I’ll begin from this insight: certain kinds of personal relationships seem to ‘fit’ better with certain economic forms. That’s one (possible) implication of the ‘base and superstructure’ thesis, after all. But that’s just a starting point.
I think of this in roughly the same way Marx did, so long as we interpret Marx in a way that avoids any kind of hardcore historical determinism or teleology. The relationship between economic relations and personal relations isn’t one way and deterministic. The notion of a causal feedback loop is better, though that, too, has its shortcomings.
Rather, it’s a dialectical relation. As David Harvey points out in his Companion to Marx’s Capital, we’re talking here about a highly fluid and transformative relation. One that’s always in motion. The base and superstructure co-evolve, as it were. The base perhaps sets a basic tone, or a set of limitations, and/or an ‘easier’ path. But it’s much more open-ended than any deterministic relation or feedback loop allows.
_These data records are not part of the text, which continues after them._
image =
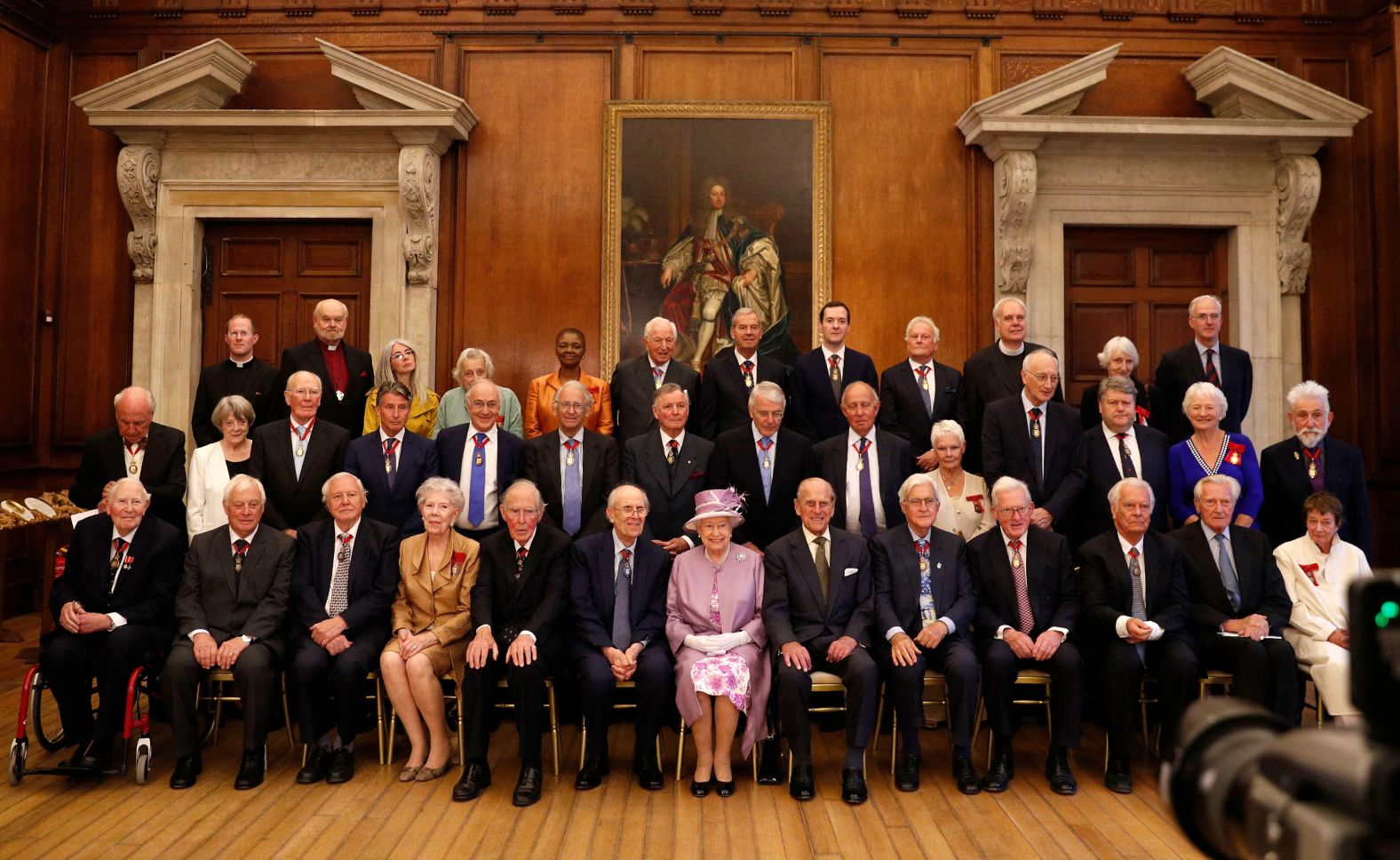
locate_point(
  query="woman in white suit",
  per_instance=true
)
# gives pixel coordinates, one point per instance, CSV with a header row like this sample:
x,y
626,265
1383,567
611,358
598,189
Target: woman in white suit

And so, let’s start with some basic questions. What kinds of relationships best fit our current situation in the United States, which we might describe as ‘neoliberal capitalism’ or ‘financialized capitalism’? How do those relationships differ from those that fit the Keynesian consensus? Or the even earlier stages of industrial capitalism?
I’m writing here about polyamory in light of this background.